Let $$A = \left[ {\matrix{ a & b \cr c & d \cr } } \right]$$ and $$B = \left[ {\matrix{ \alpha \cr \beta \cr } } \right] \ne \left[ {\matrix{ 0 \cr 0 \cr } } \right]$$ such that AB = B and a + d = 2021, then the value of ad $$-$$ bc is equal to ___________.

If 1, log₁₀(4^x $$-$$ 2) and log₁₀$$\left( {{4^x} + {{18} \over 5}} \right)$$ are in arithmetic progression for a real number x, then the value of the determinant $$\left| {\matrix{ {2\left( {x - {1 \over 2}} \right)} & {x - 1} & {{x^2}} \cr 1 & 0 & x \cr x & 1 & 0 \cr } } \right|$$ is equal to :

If $$A = \left[ {\matrix{ 2 & 3 \cr 0 & { - 1} \cr } } \right]$$, then the value of det(A⁴) + det(A¹⁰ $$-$$ (Adj(2A))¹⁰) is equal to _____________.

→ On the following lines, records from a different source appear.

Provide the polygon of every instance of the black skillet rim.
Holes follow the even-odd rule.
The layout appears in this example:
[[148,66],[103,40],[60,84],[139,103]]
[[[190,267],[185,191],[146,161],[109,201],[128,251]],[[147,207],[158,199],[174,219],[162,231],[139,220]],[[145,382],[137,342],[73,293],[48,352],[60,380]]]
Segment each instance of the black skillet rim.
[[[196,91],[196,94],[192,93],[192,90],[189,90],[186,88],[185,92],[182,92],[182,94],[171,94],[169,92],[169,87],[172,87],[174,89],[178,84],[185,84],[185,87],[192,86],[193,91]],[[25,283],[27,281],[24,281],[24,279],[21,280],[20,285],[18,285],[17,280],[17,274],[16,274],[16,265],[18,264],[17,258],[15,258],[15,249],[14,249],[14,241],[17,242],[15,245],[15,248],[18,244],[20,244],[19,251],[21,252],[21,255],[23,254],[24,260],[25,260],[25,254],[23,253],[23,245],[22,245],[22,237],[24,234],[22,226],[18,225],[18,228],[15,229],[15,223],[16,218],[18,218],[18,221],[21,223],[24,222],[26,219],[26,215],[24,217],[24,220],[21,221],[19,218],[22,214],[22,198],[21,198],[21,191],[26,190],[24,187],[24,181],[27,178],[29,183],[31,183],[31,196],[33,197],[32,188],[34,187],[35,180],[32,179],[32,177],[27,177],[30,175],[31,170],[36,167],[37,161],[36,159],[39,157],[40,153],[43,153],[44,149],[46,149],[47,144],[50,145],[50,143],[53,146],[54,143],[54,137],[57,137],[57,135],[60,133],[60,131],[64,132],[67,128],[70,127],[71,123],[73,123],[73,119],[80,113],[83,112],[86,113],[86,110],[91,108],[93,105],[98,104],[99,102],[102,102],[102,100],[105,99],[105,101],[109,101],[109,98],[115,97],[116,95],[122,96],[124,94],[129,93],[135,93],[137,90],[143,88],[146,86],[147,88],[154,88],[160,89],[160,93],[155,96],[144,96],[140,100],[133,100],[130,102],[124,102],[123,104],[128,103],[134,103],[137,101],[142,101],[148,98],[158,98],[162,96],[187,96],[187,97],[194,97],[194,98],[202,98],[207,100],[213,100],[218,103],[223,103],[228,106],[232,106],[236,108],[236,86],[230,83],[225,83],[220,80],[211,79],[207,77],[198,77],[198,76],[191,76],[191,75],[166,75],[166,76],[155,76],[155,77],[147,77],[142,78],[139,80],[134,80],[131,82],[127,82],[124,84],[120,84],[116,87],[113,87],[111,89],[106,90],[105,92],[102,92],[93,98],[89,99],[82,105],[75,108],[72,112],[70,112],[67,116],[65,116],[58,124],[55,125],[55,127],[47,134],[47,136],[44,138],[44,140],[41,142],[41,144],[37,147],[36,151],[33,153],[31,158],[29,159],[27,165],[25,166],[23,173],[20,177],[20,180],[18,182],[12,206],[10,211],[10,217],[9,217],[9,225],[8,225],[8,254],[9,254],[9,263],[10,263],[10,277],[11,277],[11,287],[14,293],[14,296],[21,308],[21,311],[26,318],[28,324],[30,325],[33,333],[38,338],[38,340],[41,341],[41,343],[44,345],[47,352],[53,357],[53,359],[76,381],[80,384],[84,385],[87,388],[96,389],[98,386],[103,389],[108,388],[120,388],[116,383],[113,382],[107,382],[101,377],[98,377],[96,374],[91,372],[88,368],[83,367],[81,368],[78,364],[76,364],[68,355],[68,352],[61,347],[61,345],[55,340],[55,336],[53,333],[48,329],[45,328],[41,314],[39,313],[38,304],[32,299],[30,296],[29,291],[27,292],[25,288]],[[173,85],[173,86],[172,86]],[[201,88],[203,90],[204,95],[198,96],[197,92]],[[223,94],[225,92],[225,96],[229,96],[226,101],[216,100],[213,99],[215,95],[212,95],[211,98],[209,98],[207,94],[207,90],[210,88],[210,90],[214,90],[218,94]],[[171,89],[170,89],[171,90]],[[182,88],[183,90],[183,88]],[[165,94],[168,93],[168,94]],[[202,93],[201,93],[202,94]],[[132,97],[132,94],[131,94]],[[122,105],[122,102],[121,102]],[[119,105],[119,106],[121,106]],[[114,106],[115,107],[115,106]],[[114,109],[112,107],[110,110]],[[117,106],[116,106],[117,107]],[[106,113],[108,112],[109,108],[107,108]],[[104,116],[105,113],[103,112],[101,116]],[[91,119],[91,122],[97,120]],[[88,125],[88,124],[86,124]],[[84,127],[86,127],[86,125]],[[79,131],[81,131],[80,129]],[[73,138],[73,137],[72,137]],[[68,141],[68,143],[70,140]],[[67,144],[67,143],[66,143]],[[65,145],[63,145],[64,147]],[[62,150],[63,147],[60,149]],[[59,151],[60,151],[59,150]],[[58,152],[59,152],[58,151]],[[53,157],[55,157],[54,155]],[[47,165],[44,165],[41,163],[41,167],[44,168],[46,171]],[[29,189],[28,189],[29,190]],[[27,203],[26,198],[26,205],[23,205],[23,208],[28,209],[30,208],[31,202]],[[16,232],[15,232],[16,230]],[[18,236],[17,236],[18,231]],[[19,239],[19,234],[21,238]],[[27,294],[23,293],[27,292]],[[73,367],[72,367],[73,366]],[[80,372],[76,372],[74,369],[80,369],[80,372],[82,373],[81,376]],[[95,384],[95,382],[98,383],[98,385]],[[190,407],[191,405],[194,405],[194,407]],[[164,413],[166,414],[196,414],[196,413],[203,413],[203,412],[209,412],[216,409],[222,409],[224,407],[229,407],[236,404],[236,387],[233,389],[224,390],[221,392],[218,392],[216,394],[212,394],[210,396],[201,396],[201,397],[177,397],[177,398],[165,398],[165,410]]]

Let $$A = \left[ {\matrix{ {{a_1}} \cr {{a_2}} \cr } } \right]$$ and $$B = \left[ {\matrix{ {{b_1}} \cr {{b_2}} \cr } } \right]$$ be two 2 $$\times$$ 1 matrices with real entries such that A = XB, where

$$X = {1 \over {\sqrt 3 }}\left[ {\matrix{ 1 & { - 1} \cr 1 & k \cr } } \right]$$, and k$$\in$$R.

If $$a_1^2$$ + $$a_2^2$$ = $${2 \over 3}$$(b$$_1^2$$ + b$$_2^2$$) and (k² + 1) b$$_2^2$$ $$\ne$$ $$-$$2b₁b₂, then the value of k is __________.